Ермо, однако, не заблуждался насчет успеха «Клеменса» – уже через полгода он записал в дневнике: «Пьеса так себе, но я не обязан кричать об этом на всех перекрестках».
К тому времени в самом разгаре была работа над следующим драматическим произведением – «Пещным действом», которое он сочинял в соавторстве с Дэвидом Ван Бруксом.
Смысловым ядром пьесы стала история из третьей главы Книги пророка Даниила о царе Навуходоносоре и трех иудейских «отроках» – Анании, Мисаиле и Азарии, получивших в плену имена Седрах, Мисах и Авденаго. Сюжет этот многажды использовался сочинителями средневековых театрализованных постановок.
Известна стихотворная пьеса Симеона Полоцкого, написанная в конце 1670-х годов для театра царя Алексея Михайловича, – «Комедия о Навуходоносоре царе, о теле злате и о триех отроцех в пещи не сожженных».
Царь Навуходоносор сделал золотой истукан и велел всем поклониться ему: «В то время, как услышите звук трубы, свирели, цитры, цевницы, гуслей и симфонии, и всяких музыкальных орудий, падите и поклонитесь золотому истукану… И когда раздалась эта варварская какофония, «пали все народы, племена и языки, и поклонились золотому истукану…» Не поклонились только три иудея – Седрах, Мисах и Авденаго, которые в ответ на гневные претензии Навуходоносора и угрозу сжечь их живьем заявили: «Бог наш, Которому мы служим, силен спасти нас от печи, раскаленной огнем, и от руки твоей, царь, избавит. Если же и не будет того, то да будет известно тебе, царь, что мы богам твоим служить не будем, и золотому истукану, который ты поставил, не поклонимся». Их бросили связанными в огненную печь, но упрямая троица выжила, уповая на Бога, который был с ними в печи (ведь если Ягве говорит: вы мои свидетели, и я Бог, верно и обратное). «И собравшиеся сатрапы, наместники, военачальники и советники царя усмотрели, что над телами мужей сих огонь не имел силы, и волоса на голове не опалены, и одежды их не изменились, и даже запаха огня не было от них. Тогда Навуходоносор сказал: «благословен Бог Седраха, Мисаха и Авденаго, Который послал Ангела Своего и избавил рабов Своих, которые надеялись на Него и не послушались царского повеления, и предали тела свои огню, чтобы не служить и не поклоняться иному богу, кроме Бога своего!..»

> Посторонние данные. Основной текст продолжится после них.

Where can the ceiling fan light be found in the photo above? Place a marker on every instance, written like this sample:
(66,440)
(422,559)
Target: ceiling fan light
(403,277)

У Даниила не объясняется, зачем-таки поставил Навуходоносор золотого тельца-истукана, да это, впрочем, и неважно: телец для иудеев – символ тупой власти, требующей от них отпадения от Бога, то есть отказа от идентичности, жертвы, которой почти две тысячи лет требовали от иудеев европейские христиане.
У Даниила не объясняется, зачем-таки поставил Навуходоносор золотого тельца-истукана, да это, впрочем, и неважно: телец для иудеев – символ тупой власти, требующей от них отпадения от Бога, то есть отказа от идентичности, жертвы, которой почти две тысячи лет требовали от иудеев европейские христиане.
Рауль Хилберг в «Уничтожении европейских евреев» так описал стадии этого процесса: «Христианские миссионеры говорили, в сущности, следующее: вы не имеете права жить среди нас как евреи. Пришедшие им на смену светские правители провозгласили: вы не имеете права жить среди нас. Наконец, немецкие нацисты постановили: вы не имеете права жить…»
Преступному племени – sceleratissima gens – вменялось в вину даже еврейское происхождение Христа и христианства, навязанного иудеями нееврейскому миру: как говорил Сенека именно по этому поводу, victi vicloribus leges dederunt – побежденные дали закон победителям.
После Катастрофы, после Второй мировой войны христиане уже не могли жить в прежнем мире. Влиятельный немецкий католический теолог Иоганн Баптист Метц с ужасом, с горечью воскликнул: «…мы, христиане, узнаем ту самую судьбу, которую Иисус заповедал своим последователям, не в реальной истории христианства, а в страдальческой летописи еврейского народа!»
Все это важно для исследователя, обращающегося к пьесе Ермо «Пещное действо», написанной, как уже говорилось выше, в соавторстве с Дэвидом Ван Бруксом, голландским евреем, чудом выжившим в аду Освенцима.
Джордж Ермо-Николаев не был «филосемитом», как утверждает Стефан Данн, в устах которого этот термин звучит двусмысленно. Однажды Ермо даже навлек гнев адептов нарождавшейся political correctness, заявив, что ребенок, погибший в Ленинграде или Ковентри, имеет такое же право на сострадание, что и ребенок, погибший в печах Освенцима.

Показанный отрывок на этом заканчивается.